Exploring the politics of the gaze and otherness via the female body, the group show “She’s a Maniac” includes four female NYC based artists. In video, performance, sculpture, photography and collage the four examine how our society and politics categorize, fetishize, alienate and label women as ”other” and "crazy", thus establishing hierarchies and power over the female gender, devaluating it in the process.

South American born artist Deborah Castillo positions her work in relation to history’s status quo. Questioning the pre-existing traditionally masculine political discourse, she literally incites vigorous acts of erasure of known ideologies in performances. In an attempt to de-stabilize society’s patriarchal foundation her video works, performances and sculptural objects heighten her power as artist and woman in intensive gestures of protest. Castillo forces us to re-consider our own position: whom do we idolize, do we follow, do we trust, do we reject, do we celebrate or condemn? She points at the hostility incarnated in regime’s historic dogmas as a vehicle of ultimate oppression of generations. By considering the frailty of power itself, Castillo reminds us that shifting perspective is a necessary tool of the survival of humanity - through her messy, durational act of disrupting history.

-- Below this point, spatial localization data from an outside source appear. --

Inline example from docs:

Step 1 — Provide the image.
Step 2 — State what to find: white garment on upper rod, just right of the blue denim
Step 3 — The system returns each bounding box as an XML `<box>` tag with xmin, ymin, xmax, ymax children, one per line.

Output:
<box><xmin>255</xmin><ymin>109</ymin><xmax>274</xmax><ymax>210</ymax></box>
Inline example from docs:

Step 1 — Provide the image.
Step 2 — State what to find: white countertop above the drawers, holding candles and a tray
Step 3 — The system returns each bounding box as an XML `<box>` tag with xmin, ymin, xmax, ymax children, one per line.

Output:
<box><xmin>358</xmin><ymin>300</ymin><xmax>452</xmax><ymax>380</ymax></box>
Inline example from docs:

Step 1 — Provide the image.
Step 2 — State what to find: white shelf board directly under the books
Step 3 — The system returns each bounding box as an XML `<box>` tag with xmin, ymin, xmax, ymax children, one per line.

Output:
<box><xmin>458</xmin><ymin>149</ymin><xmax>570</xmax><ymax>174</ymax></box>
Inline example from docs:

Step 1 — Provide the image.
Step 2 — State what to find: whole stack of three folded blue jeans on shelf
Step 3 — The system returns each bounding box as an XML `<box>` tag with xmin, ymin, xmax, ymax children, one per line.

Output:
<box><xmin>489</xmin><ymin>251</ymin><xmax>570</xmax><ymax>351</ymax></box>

Luiza Kurzyna’s performances for video integrate role-play as necessary tool to reveal feminine aggression and joy as acts of subversion. Employing humor and elements of the absurd and grotesque, Kurzyna’s handcrafted soft sculptural objects and costumes, which she utilizes in her video works and installations, allude to a conventionally female activity whilst questioning the stereotype and linked expectations through physically dynamic games. Kurzyna keenly observes nature and our surroundings, whilst establishing intricate relationships between objects, humans, plants, and animals, reminding us of our ultimate universal connections. By facilitating tactile, joyful situations, Kurzyna investigates where the limits of our civil exteriors lie and how can they be subtly shifted and fragmented. Evoking childhood activities and desires, she ignites our imagination and poses questions to the viewer, prompting us to relinquish control. The work invites us to evoke our humanity, to enjoy ourselves as an act of ultimate feminist refusal.

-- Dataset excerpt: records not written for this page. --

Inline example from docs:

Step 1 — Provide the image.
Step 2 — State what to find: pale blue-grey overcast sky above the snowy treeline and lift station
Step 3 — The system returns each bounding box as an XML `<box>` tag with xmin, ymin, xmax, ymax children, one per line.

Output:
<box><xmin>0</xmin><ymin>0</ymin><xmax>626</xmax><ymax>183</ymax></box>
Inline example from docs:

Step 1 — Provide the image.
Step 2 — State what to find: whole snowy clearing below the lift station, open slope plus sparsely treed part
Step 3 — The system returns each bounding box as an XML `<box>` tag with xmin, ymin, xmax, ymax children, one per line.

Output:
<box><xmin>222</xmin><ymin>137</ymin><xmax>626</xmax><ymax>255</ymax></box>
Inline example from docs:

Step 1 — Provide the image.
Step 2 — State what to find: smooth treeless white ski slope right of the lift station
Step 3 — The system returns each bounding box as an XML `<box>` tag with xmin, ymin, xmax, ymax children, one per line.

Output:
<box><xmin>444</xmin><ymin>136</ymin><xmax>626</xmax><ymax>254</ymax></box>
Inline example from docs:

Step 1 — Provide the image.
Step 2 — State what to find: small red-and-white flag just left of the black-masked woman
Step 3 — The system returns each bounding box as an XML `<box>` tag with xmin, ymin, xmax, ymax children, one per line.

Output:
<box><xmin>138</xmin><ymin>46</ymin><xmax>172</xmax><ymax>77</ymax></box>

Jodie Lyn-Kee-Chow explores her heritage through performance and installation, whilst examining the notion of exoticism and othering by The Western gaze. By staging photographic, video and live tableaux vivants, in which her body acts as protagonist, positioned against the site-specific backdrops of culturally significant sites and natural environments, she places the audience into a role of a witness to her reclaim and agency of rebuttal. The protagonist, questioning our first world capitalist cultural tourist values as insatiable consumers, establishes important moments of histories, which should be known and remembered, forcing us to reconsider the worlds we inhabit and visit. Lyn-Kee-Chow sets out to underscore effects of migration, climate change and depletion of world’s resources on our present and future, through excavation and performing of the overlooked, ignored and invisible past, whilst rejecting the ever-present systematic accusatory normalizing scrutiny of white patriarchy.

Joiri Minaya’s practice analyzes and repositions the female self as autonomous agent in charge of one’s own identity and destiny through interdisciplinary combination of photography, performance, video, collage and painting. She directs her own gaze back at the social order, reclaiming the regard of the western eye, which perceives her as product, fetish, as lesser than, as a vehicle of service and labor, or possible provider of pleasure. Exploring displacement and cultural alienation, she decolonizes the body from within, transcending and shifting expectations, assumptions, stereotypes and oppressive idealizations. Challenging established notions of “other”, Minaya’s work forms it’s own vernacular, where any identifying elements are concealed by “tropically patterned” prints covering the performing and staged bodies posed in the idyllic scenic environments of traditionally considered ideal “tourist” destinations. Blending into their backgrounds, the figures ultimately block our gaze, reclaiming their environments as places of their own consequence, history and dignity.